Buildings can provoke strong reactions and the call for poems in praise or dispraise of a well-known one produced a satisfyingly robust entry. Frank McDonald took me at my word and submitted an actual concrete poem (not one made of concrete, but one in which, to quote Wikipedia, ‘the typographical arrangement of words is as important in conveying the intended effect as the conventional elements of the poem’. Mr McDonald and his fellow winners are rewarded with £25 each and this week’s bonus fiver goes to Brian Allgar for a double dactylic diatribe that would have pleased Guy de Maupassant. Maupassant hated the Eiffel Tower — ‘this tall, skinny pyramid of iron ladders, this giant and disgraceful skeleton’ — so much that he often sought refuge from it by eating lunch in its restaurant, which he said was the only place he couldn’t see it from.

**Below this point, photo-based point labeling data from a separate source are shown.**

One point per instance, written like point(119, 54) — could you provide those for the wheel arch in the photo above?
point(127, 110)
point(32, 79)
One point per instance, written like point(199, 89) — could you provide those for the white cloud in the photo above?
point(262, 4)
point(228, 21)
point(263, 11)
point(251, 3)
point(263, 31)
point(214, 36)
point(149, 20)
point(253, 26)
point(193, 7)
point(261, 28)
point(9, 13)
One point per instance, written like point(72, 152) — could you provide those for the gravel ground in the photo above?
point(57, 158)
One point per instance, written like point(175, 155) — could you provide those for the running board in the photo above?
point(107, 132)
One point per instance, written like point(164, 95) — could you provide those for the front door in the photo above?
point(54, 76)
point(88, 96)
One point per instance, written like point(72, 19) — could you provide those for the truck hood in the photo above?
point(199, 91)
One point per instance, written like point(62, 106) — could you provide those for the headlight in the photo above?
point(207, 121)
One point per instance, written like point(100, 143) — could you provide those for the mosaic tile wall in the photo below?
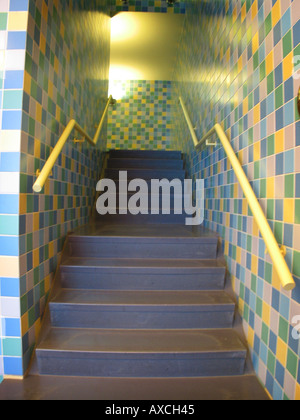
point(61, 80)
point(235, 67)
point(142, 119)
point(160, 6)
point(13, 26)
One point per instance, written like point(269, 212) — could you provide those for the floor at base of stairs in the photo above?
point(35, 387)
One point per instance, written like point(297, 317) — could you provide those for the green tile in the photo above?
point(265, 333)
point(12, 346)
point(283, 329)
point(289, 189)
point(271, 362)
point(287, 44)
point(270, 82)
point(9, 225)
point(279, 97)
point(292, 362)
point(259, 306)
point(271, 145)
point(12, 99)
point(262, 71)
point(297, 211)
point(3, 21)
point(296, 263)
point(268, 24)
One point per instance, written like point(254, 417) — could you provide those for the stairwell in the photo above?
point(140, 308)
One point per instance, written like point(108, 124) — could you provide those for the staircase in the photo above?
point(142, 299)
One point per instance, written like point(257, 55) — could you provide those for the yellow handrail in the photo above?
point(275, 252)
point(72, 125)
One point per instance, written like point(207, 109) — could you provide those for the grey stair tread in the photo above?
point(135, 298)
point(143, 263)
point(128, 163)
point(138, 231)
point(215, 342)
point(48, 387)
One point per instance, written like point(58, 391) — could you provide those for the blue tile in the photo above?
point(13, 366)
point(16, 40)
point(9, 162)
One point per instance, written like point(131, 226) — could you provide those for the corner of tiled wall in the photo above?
point(44, 82)
point(13, 28)
point(236, 66)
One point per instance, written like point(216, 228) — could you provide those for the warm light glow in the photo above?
point(123, 27)
point(121, 72)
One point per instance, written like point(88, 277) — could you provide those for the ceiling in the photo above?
point(143, 45)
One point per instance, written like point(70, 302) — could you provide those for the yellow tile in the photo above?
point(288, 210)
point(9, 267)
point(250, 337)
point(36, 257)
point(270, 62)
point(38, 113)
point(17, 21)
point(243, 12)
point(279, 141)
point(276, 283)
point(266, 313)
point(281, 352)
point(254, 264)
point(254, 9)
point(234, 14)
point(288, 67)
point(255, 42)
point(276, 13)
point(256, 151)
point(256, 114)
point(27, 83)
point(270, 187)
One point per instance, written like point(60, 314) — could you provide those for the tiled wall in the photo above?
point(235, 67)
point(13, 27)
point(142, 119)
point(160, 6)
point(65, 76)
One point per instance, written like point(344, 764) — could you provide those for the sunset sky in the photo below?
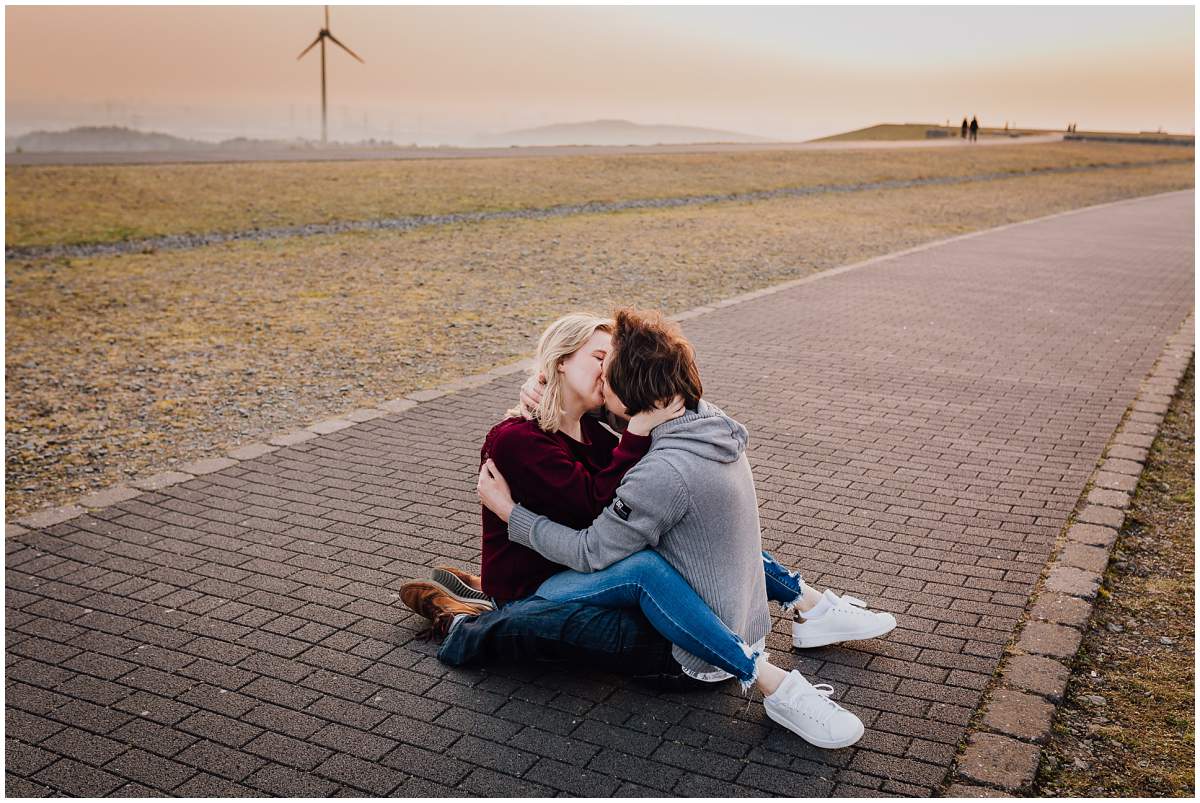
point(445, 73)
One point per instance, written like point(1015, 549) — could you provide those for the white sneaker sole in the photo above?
point(826, 639)
point(832, 744)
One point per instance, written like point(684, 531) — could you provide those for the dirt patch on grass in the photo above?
point(123, 365)
point(73, 204)
point(1127, 727)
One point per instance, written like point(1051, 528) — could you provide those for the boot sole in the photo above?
point(461, 591)
point(819, 742)
point(838, 637)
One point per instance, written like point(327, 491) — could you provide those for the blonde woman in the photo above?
point(555, 465)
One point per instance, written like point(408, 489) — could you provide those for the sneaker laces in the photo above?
point(821, 690)
point(851, 605)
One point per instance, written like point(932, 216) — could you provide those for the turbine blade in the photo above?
point(310, 47)
point(345, 48)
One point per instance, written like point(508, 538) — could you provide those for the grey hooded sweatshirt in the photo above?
point(691, 498)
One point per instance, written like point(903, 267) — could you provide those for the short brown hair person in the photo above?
point(651, 361)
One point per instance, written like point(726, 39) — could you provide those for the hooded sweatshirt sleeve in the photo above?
point(649, 502)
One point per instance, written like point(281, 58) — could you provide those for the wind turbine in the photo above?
point(321, 40)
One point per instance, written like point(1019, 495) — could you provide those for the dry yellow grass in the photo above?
point(111, 203)
point(1128, 725)
point(129, 363)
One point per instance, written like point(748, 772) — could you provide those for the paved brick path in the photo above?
point(921, 430)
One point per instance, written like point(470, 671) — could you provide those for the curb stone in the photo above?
point(1002, 749)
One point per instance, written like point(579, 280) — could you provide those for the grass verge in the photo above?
point(119, 365)
point(1127, 726)
point(73, 204)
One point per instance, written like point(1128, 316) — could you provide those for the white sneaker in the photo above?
point(807, 711)
point(845, 619)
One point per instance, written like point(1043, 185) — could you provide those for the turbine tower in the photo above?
point(321, 40)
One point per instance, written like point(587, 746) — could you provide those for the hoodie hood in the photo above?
point(706, 432)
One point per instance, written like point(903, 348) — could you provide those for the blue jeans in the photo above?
point(534, 629)
point(647, 581)
point(607, 639)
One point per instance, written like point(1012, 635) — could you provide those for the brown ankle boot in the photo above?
point(467, 587)
point(436, 604)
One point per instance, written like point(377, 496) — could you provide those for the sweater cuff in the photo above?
point(521, 522)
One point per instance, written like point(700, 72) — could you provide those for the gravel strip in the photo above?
point(184, 241)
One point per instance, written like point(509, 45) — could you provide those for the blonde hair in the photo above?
point(558, 342)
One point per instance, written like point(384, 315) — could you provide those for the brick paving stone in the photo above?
point(930, 459)
point(1115, 481)
point(1053, 640)
point(1104, 498)
point(159, 481)
point(1092, 535)
point(367, 775)
point(397, 405)
point(330, 426)
point(207, 785)
point(292, 438)
point(150, 769)
point(1075, 582)
point(1119, 466)
point(25, 759)
point(285, 781)
point(970, 790)
point(1014, 713)
point(109, 496)
point(1087, 558)
point(84, 747)
point(1103, 516)
point(81, 780)
point(999, 761)
point(51, 516)
point(486, 783)
point(287, 750)
point(1038, 675)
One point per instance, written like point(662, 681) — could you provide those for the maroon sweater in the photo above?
point(555, 475)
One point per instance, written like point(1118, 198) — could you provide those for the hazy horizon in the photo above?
point(447, 75)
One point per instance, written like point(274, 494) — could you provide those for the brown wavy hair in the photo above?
point(651, 361)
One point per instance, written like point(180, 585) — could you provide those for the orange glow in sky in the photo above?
point(445, 73)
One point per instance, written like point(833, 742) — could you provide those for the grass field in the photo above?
point(119, 365)
point(78, 204)
point(1127, 727)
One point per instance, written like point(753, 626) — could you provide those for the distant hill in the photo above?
point(893, 131)
point(111, 138)
point(613, 132)
point(120, 139)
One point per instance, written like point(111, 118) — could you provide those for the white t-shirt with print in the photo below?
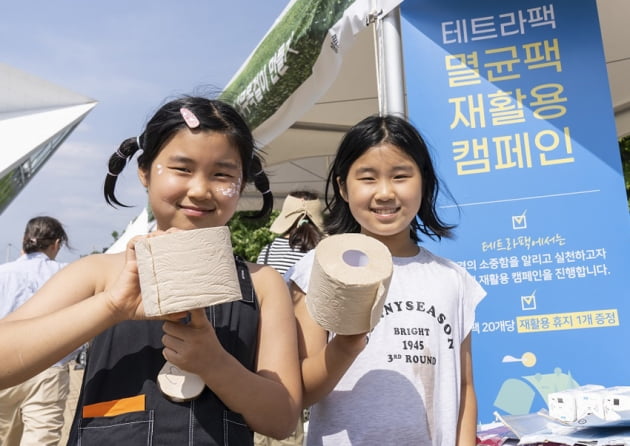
point(404, 388)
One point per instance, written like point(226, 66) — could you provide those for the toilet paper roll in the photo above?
point(184, 270)
point(179, 385)
point(348, 283)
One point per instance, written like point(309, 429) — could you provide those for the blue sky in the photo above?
point(130, 57)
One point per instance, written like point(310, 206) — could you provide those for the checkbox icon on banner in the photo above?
point(528, 302)
point(519, 221)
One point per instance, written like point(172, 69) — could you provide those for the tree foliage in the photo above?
point(250, 236)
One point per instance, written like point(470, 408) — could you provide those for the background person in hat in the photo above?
point(299, 227)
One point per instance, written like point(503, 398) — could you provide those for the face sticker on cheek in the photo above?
point(230, 190)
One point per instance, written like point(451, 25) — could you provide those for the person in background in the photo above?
point(299, 228)
point(32, 413)
point(412, 383)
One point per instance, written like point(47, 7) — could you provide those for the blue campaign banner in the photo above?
point(513, 99)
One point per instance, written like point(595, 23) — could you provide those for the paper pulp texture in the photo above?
point(349, 282)
point(185, 270)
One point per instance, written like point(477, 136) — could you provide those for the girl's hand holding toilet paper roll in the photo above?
point(189, 350)
point(180, 271)
point(349, 282)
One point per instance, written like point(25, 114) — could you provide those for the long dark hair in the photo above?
point(370, 132)
point(304, 235)
point(213, 115)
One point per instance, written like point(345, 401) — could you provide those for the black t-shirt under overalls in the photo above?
point(123, 363)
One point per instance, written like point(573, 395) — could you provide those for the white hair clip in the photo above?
point(189, 117)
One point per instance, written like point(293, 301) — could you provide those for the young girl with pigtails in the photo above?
point(195, 157)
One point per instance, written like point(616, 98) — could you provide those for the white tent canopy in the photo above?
point(299, 157)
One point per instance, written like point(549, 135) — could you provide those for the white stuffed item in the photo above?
point(179, 385)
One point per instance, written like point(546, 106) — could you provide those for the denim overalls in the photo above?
point(122, 368)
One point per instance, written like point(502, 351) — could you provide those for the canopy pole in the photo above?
point(393, 76)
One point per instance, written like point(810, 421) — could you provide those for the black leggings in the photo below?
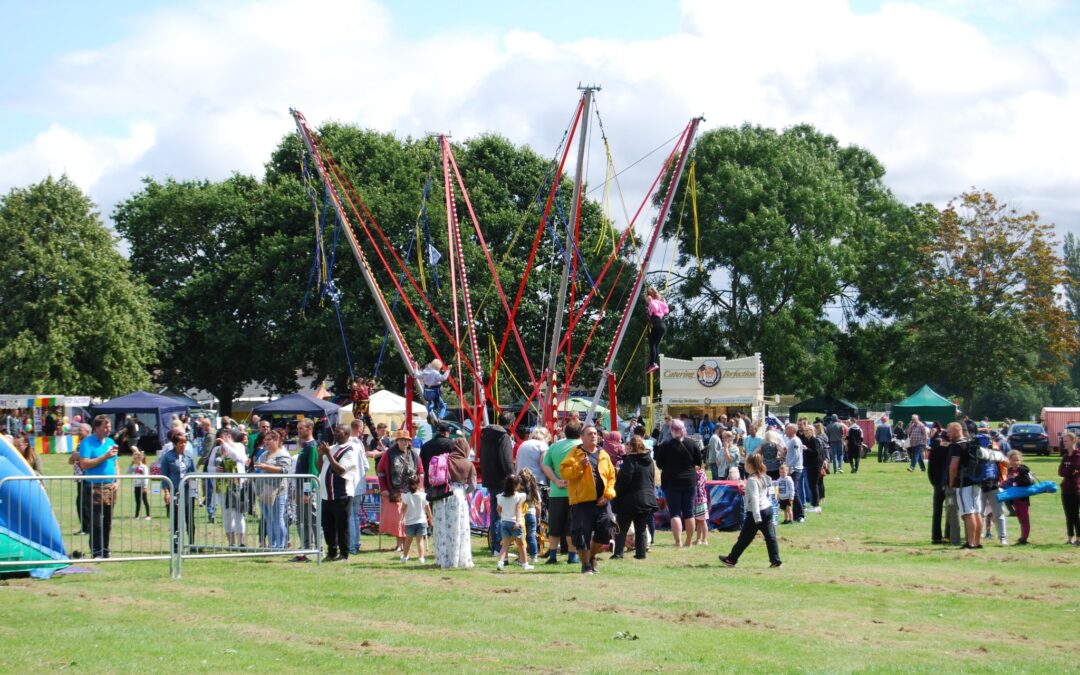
point(1070, 501)
point(751, 529)
point(140, 499)
point(657, 329)
point(813, 483)
point(640, 538)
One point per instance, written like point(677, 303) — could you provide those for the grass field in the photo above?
point(861, 590)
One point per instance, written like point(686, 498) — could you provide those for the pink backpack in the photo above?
point(439, 470)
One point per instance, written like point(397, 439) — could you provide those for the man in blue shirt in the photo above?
point(175, 464)
point(97, 456)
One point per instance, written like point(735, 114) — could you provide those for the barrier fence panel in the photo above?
point(247, 515)
point(56, 521)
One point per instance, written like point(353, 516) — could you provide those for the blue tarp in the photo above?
point(299, 404)
point(145, 403)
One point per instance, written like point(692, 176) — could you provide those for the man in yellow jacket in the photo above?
point(591, 483)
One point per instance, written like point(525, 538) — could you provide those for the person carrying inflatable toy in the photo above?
point(432, 377)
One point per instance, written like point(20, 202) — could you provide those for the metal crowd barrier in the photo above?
point(55, 521)
point(234, 515)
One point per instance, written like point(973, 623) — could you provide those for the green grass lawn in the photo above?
point(861, 589)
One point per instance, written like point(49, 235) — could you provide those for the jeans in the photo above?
point(530, 535)
point(433, 399)
point(494, 528)
point(657, 329)
point(953, 529)
point(837, 451)
point(797, 502)
point(812, 476)
point(306, 520)
point(355, 510)
point(142, 499)
point(211, 502)
point(189, 524)
point(916, 451)
point(336, 526)
point(997, 511)
point(275, 522)
point(100, 527)
point(82, 507)
point(1022, 507)
point(750, 529)
point(1070, 502)
point(640, 532)
point(939, 508)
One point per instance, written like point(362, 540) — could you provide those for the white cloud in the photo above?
point(204, 91)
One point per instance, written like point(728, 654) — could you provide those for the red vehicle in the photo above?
point(1055, 421)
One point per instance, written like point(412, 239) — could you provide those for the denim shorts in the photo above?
point(509, 529)
point(680, 502)
point(970, 499)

Brian Allgar Gallical-phallical; Eiffel erected a Skyful of girders that’s French as a bean.
Typical architect’s Megalomania Boastful, priapic, and Rather obscene.
Tourist or resident, If you’re like me, and you Can’t stand the sight of this Clunky machine,
Climb to the top — it’s the One place in Paris where Eiffel’s monstrosity Cannot be seen.
Bill Greenwell I met a chap the other night Who wore his vest outside his shirt; I met his sister.